Understanding Different Touchpoints and Customer Journey for your Digital Marketing Strategy

Brand-owned Touchpoints

  • These are the interactions of customers with an organization that are solely controlled by the organization,
  • Examples of these are all brand-owned media platforms, also brand-controlled elements of the marketing mix for example the packaging or the attributes of the product itself.

Partner-owned Touchpoints

  • The touchpoints are the customer interactions that involve an experience that is created by the firm itself and one or more partners of said firm.
  • The partners involved can be marketing agencies and communication channel partners.
  • An example would be apps developed by a firm but are available on the Apple App Store.

Customer-owned Touchpoints

  • These customer interactions refer to ones which the brand or partners or others have no control over it is purely based on customers’ own experience.
  • Customers decide on what their own needs are during the need recognition phase of the buying process.
  • The customer’s choice of payment is a good example of a customer-owned touchpoint.
  • The time at which customer touchpoints are most recognizable is during the post-purchase stage of the buying process. Here they are able to figure out for themselves if they are happy or disappointed with their purchases.

Social/External and Independent Touchpoints

  • These touchpoints recognize the important roles of others in the customer experience.
  • There are many external touchpoints that can influence a customer during their buying process, for example, other customers, peer reviews, independent information sources such as TripAdvisor, or social media influencers.

We also need to understand the consumer journey to understand the impact of different touchpoints on our digital marketing strategy.
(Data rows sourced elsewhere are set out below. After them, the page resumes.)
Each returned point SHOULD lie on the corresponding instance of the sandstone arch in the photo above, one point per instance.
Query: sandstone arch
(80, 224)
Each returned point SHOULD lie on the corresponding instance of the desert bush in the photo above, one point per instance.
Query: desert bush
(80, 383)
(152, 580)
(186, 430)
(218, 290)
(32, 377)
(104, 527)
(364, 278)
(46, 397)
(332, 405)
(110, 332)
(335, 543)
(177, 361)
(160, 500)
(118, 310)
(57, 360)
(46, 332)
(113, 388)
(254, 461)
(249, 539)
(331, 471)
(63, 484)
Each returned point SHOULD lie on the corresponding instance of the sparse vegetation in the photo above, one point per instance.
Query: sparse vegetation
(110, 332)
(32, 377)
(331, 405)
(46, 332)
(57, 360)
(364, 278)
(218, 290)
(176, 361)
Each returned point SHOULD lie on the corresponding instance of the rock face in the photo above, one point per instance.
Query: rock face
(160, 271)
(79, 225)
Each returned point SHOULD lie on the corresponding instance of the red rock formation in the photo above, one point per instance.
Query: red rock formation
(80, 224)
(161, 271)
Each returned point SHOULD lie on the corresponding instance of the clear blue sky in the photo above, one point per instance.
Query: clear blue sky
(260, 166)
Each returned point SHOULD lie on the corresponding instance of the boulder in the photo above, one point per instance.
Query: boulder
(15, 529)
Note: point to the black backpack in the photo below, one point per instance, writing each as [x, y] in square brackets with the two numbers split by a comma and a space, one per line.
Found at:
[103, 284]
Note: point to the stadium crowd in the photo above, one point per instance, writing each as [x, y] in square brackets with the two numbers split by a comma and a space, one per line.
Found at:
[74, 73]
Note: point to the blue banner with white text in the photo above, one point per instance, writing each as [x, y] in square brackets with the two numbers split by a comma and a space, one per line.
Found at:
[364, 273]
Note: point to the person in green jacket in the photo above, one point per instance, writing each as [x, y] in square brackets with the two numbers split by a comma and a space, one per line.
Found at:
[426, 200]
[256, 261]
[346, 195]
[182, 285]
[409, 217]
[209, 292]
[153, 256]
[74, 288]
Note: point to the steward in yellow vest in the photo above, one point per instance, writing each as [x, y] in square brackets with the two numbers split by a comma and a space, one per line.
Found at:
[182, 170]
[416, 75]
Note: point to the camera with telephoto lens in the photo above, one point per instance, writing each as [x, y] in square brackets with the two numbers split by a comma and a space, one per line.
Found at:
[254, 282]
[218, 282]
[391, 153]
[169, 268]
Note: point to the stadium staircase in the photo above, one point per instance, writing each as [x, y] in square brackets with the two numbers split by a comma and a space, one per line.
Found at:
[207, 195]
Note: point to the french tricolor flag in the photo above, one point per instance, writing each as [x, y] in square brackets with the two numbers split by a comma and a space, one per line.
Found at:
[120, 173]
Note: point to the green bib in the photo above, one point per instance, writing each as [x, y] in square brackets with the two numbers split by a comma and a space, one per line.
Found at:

The Customer Journey consists of three stages:

  1. Pre-Purchase
  2. Purchase
  3. Post-Purchase

Each touchpoint mentioned above is prevalent in each stage of the customer journey. It is important for companies to get information from these touchpoints and then feed it back into previous experiences of each part of the customer journey this information can then be combined to help predict what the future experience of the customers will be in regard to your brand and can also help with the development of strategies to help ensure that these future experiences are greater than ones previous.